- Developer(s): Konami
- Publisher(s): Konami
- Composer(s): Akari Kaida
- Series: Tokimeki Memorial
- Platform(s): PlayStation 2, Nintendo DS, Nintendo Switch
- Release: JP: June 20, 2002 (PS2); JP: February 15, 2007 (DS); JP: February 14, 2024 (Switch);
- Genre(s): Dating sim, otome game
- Mode(s): Single-player

= Tokimeki Memorial Girl's Side =

2002 video game

Tokimeki Memorial Girl's Side (ときめきメモリアルGirl's Side, Tokimeki Memoriaru Girl's Side) is a dating sim video game targeted towards women and girls (an Otome game) released by Konami for the PlayStation 2 game console on June 20, 2002. It was also re-released with enhancements for the Nintendo DS as Tokimeki Memorial Girl's Side: 1st Love on February 15, 2007. A remaster of the Nintendo DS version for the Nintendo Switch was released on February 14, 2024. It has three sequels: Tokimeki Memorial Girl's Side: 2nd Kiss, Tokimeki Memorial Girl's Side: 3rd Story, and Tokimeki Memorial Girl's Side: 4th Heart. Tokimeki Memorial Girl's Side is part of the Tokimeki Memorial series, which originated in 1994 as a male-oriented dating sim.

==Gameplay==
Tokimeki Memorial Girl's Side is a dating simulation game set in a Japanese high school. Gameplay primarily involves selecting activities for the protagonist to take part in, such as personal grooming and studying, with the aim of increasing and decreasing her stats, such as beauty and intelligence, in order to appeal to one of several male suitors. The player can also invite these love interests on dates to various locations in order to increase their affection with the protagonist.
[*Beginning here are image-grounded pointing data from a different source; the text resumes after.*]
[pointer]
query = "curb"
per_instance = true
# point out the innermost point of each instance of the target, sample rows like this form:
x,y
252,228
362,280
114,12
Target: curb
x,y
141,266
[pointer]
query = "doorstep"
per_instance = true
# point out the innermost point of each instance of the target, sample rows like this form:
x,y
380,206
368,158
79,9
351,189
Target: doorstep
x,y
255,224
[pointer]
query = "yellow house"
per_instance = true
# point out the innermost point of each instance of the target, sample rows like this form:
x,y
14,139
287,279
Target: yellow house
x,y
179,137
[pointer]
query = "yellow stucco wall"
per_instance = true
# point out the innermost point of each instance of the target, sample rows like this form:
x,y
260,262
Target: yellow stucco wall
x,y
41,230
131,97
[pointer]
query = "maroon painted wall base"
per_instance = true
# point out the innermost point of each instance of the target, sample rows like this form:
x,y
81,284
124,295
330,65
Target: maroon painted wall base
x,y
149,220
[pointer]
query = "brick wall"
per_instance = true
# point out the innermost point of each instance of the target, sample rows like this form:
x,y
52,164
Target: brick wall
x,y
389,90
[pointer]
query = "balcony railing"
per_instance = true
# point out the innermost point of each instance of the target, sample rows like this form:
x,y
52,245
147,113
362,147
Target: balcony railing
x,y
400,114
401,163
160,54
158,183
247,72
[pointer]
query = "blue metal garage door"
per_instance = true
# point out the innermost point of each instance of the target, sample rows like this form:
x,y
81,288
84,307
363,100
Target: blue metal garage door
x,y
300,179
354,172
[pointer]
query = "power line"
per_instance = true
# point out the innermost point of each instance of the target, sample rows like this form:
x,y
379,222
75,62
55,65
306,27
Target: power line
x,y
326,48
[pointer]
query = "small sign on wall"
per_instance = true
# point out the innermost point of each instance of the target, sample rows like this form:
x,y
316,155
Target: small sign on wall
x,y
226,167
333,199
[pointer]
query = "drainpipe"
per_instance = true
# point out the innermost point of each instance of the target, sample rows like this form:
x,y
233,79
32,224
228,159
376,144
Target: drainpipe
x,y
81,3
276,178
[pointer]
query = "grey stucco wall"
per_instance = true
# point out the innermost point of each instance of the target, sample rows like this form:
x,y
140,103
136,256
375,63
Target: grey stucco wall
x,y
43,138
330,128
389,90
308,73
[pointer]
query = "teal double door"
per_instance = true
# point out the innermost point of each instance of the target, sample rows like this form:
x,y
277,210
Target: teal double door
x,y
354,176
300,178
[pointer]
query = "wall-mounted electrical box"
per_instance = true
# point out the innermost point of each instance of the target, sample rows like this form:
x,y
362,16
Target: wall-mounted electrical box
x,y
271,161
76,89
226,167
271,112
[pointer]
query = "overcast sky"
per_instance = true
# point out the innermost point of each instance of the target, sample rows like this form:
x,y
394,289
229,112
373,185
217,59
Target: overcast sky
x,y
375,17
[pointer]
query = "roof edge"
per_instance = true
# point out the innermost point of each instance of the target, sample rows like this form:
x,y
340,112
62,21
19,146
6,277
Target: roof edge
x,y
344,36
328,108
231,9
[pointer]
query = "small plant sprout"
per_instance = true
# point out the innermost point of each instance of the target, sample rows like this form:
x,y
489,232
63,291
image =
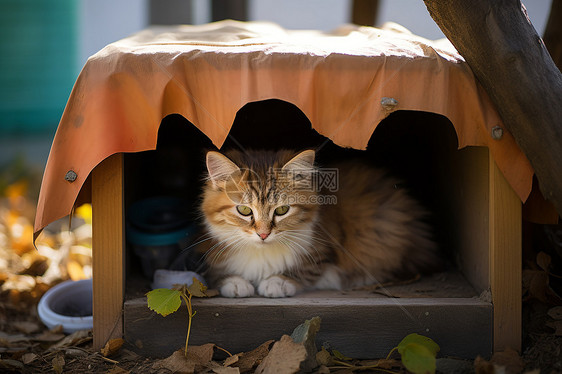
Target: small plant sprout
x,y
165,301
418,353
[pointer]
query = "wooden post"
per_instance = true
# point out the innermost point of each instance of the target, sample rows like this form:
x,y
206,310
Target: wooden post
x,y
108,250
505,260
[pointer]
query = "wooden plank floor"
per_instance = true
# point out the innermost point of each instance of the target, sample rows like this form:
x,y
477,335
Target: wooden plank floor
x,y
360,324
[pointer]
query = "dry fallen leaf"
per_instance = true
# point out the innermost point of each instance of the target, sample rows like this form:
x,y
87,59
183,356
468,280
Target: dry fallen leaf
x,y
27,327
510,360
557,326
118,370
28,358
176,363
323,357
75,270
231,360
112,347
76,338
247,361
225,370
284,358
58,363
The player can choose to participate in after-school activities, such as cheerleading and gardening, which also affect the protagonist's stats and affection with her love interests. It is also possible to befriend several female characters, which the protagonist can reach a platonic ending with, or can become rivals with the protagonist, competing for the affection of one of the male love interests.
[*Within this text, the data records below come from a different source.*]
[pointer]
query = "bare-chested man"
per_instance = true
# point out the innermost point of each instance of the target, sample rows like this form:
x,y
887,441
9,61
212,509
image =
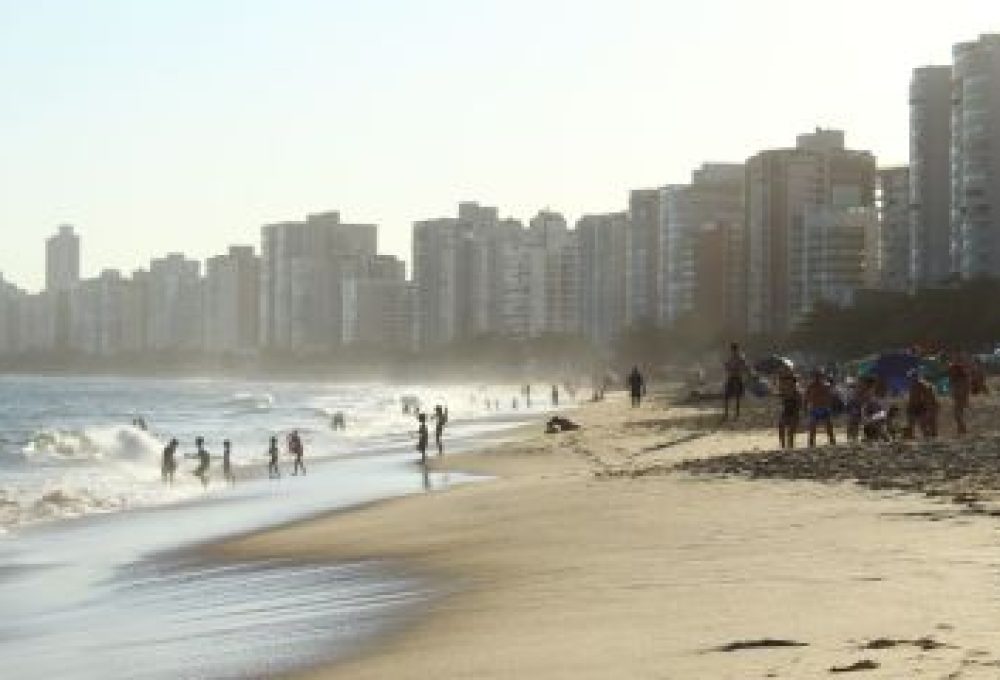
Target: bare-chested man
x,y
819,400
790,397
921,408
960,386
736,368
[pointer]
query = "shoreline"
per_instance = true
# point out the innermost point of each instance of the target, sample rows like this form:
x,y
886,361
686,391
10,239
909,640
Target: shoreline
x,y
557,572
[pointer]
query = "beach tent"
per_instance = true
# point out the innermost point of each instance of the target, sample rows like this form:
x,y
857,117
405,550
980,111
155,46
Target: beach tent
x,y
773,364
895,368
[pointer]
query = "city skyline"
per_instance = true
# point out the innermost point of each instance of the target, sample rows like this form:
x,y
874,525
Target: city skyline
x,y
152,133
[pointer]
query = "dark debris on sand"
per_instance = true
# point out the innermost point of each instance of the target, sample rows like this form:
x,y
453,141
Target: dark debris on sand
x,y
863,665
957,469
763,643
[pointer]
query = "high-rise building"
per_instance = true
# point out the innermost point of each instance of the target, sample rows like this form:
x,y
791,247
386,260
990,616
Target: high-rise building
x,y
303,268
642,258
232,302
459,270
62,260
783,186
602,276
11,299
930,239
975,157
379,307
894,215
715,196
175,321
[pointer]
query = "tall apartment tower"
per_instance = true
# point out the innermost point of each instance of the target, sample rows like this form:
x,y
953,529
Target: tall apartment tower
x,y
232,301
62,260
975,157
715,196
303,269
459,270
809,211
894,246
642,258
930,239
602,276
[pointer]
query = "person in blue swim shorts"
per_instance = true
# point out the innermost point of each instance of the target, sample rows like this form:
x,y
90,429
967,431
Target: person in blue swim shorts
x,y
819,399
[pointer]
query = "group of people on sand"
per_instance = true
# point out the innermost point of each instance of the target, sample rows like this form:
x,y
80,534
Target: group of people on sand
x,y
864,401
204,458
Additions to the Nintendo DS version include a new love interest, Tendo, and a "skinship" mini-game, in which the player uses the system's touch screen to interact with the love interests: touching the correct areas increases the character in question's affection for the protagonist. The second DS release, Tokimeki Memorial 1st Love Plus, added all the new features from Tokimeki Memorial Girl's Side 2nd Season, as well as compatibility with Nintendo DSi.